The climax hit me without warning, like a wave breaking before you’ve finished counting the ones before it. I screamed, and what I screamed was my name, my woman’s name, the one I chose for myself the day I decided to stop hiding. I felt him shudder behind me, holding me tight, spilling himself with a deep, muffled groan against my shoulder.
We stayed like that for a few minutes, without separating, panting, listening as each other’s heartbeats slowed. No words were needed. Sometimes words only get in the way of what the body has already said in full.
***
Later, when he dressed to leave, I walked him to the door wrapped in a robe, barefoot at last, with the heels abandoned somewhere in a corner of the bedroom.
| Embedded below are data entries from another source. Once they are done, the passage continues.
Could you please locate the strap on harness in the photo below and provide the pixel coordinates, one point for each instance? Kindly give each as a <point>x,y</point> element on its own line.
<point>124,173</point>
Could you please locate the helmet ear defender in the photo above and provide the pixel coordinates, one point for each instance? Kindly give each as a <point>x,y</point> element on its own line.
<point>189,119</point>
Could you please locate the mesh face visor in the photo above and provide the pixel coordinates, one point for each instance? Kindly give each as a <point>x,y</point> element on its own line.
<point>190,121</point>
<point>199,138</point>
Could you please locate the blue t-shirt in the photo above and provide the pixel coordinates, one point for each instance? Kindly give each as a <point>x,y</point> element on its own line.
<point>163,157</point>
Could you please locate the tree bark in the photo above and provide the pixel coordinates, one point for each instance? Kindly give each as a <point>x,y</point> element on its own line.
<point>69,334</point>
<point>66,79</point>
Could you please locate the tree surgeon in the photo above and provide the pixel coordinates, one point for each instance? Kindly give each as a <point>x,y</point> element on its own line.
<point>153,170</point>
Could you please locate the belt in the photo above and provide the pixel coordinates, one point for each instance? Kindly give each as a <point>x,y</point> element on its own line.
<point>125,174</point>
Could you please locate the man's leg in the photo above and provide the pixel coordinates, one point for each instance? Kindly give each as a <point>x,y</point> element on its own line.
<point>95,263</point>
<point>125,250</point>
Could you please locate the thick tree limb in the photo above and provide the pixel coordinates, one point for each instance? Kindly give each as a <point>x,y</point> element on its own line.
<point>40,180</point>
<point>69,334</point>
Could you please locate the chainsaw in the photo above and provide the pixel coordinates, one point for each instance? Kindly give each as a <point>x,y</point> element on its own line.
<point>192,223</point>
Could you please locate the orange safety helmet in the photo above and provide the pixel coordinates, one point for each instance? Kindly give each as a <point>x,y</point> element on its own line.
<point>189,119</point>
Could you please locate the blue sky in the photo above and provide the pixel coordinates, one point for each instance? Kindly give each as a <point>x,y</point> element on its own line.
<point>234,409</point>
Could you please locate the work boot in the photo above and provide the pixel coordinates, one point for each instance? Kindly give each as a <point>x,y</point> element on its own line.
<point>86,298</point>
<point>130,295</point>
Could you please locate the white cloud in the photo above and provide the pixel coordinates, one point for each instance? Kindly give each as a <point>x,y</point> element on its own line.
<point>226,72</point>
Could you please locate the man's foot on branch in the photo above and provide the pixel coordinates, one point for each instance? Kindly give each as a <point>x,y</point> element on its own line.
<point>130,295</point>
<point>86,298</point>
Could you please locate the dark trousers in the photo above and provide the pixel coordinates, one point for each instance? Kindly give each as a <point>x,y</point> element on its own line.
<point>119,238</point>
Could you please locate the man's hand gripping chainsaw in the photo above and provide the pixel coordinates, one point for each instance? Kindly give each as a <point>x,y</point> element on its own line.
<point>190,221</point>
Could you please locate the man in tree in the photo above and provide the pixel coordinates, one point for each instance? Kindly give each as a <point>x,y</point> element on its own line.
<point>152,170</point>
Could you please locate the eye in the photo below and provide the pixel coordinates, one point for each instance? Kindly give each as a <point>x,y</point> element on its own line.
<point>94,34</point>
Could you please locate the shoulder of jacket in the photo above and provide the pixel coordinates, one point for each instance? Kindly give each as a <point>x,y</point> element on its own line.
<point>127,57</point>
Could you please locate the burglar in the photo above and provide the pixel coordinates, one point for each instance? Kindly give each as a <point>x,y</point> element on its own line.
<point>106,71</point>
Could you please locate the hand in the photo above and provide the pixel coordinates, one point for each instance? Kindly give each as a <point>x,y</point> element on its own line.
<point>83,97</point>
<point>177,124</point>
He kissed my forehead, then my lips, and held my face for a second before letting go.
—Next time you set the pace again —he said, half joking, half promise.
—Don’t even doubt it —I answered.
I closed the door and leaned against it for a moment, smiling in the half-light. I went back to the bedroom, sat on the edge of the rumpled bed, and touched my lips, which still held a trace of that dark red. There wasn’t much left, just a faint stain, but it was enough to remind me of the whole night.
It wasn’t the first time. Not the second. But this time, at last, I was truly myself, without asking anyone’s permission or waiting for someone else to grant it. And I fell asleep with that new certainty, warm, settled somewhere in my chest that had taken me years to find.